I think the OP just meant that you can get a lot done with databases queries and a bit of automation. There's no need to call that ML/AI.
Something I hate about the business side of the tech world: the fad-chasing.

From the article:

> I hear these days for you to close that funding round quickly and early enough, you must throw in “Blockchain” even if it has no relevance in the grand scheme of things. A while ago, it was Machine learning and Artificial Intelligence.

Right on. No, blockchain won't help you with your corrupt voting system. If you don't understand the technology, you can't reason about its applicability, and there are more buzzword-chasers than serious technologists.

A correct machine learning solution for a non-trivial problem is very likely to have higher complexity than a traditional approach known to work.

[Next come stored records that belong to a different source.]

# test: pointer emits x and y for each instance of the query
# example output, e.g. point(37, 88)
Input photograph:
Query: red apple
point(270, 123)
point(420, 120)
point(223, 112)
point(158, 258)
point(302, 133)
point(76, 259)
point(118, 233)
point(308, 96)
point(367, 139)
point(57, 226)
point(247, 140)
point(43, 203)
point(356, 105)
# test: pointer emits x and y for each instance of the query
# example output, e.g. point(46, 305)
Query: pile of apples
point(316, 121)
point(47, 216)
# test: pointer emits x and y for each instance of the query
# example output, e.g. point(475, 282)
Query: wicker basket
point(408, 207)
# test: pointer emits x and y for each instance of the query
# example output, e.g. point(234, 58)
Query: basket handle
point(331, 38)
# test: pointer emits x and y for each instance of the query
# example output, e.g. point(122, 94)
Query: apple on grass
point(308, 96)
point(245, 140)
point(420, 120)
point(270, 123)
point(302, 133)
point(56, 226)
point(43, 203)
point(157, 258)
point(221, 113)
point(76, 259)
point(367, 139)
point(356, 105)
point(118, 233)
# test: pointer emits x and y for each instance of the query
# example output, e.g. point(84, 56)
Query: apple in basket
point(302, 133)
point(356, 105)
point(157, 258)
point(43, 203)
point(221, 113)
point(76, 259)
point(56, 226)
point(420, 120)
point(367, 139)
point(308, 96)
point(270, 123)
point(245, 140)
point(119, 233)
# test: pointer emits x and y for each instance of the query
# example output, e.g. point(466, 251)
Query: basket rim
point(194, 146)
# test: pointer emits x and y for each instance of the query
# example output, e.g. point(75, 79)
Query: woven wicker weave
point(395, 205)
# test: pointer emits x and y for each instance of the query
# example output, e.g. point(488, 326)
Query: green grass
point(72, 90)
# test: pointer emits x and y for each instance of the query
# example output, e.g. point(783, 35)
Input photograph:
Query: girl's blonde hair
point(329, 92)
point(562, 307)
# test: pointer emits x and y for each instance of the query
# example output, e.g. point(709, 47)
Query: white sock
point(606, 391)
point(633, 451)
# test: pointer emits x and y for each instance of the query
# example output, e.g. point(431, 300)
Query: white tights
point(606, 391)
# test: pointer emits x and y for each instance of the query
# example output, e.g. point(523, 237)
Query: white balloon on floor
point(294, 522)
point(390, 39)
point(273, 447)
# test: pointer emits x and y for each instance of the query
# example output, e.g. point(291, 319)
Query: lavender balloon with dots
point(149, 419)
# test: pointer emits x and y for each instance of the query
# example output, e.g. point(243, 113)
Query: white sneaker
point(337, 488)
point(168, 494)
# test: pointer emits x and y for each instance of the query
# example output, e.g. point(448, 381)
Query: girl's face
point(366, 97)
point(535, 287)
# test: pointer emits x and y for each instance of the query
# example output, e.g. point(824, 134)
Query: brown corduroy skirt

For a toy or hobby problem, all's fair, but for a business application the added complexity can have significant impact on cost, time to market, etc.
Well, I know I don't need to install GPUs on servers I install Postgres on, so there's that cost.
You don’t need GPUs for machine learning.

In fact the majority of tools in this space are exclusively CPU based.

But you don't gain ML/AI know-how by doing SQL, nor you discover previously unknown potential about your product buy sticking to your usual toolset.

If current ML/AI is the future and reveals more than anything else could, then it's logical for everyone to be piling onto it whether it's an applicable at the moment or not.

If current ML/AI is just another tool, then it's reasonable to use if and only it's applicable. Sure, not doing ML means you don't get ML insights but doing SQL means you get SQL insights. Back in the day, I recall clever queries could reveal interesting things, find outliner data and so-forth. Certainly, you don't get the powerful ad-hoc statistics power that ML give. But I suspect that power requires extremely large datasets.

I think its going to be like websites/internet back in the early 2000s. Everyone knew it was the future, but didn't know what to make of it. Many did it wrong and the profits (if there were any) didn't live up to expectations. then bubble burst. lots gave up, but the survivors, and the ones that learned how to do it right ended up with near unassailable moats. now a large portion of businesses today have an internet/app presence, and its seen as indispensable to their business.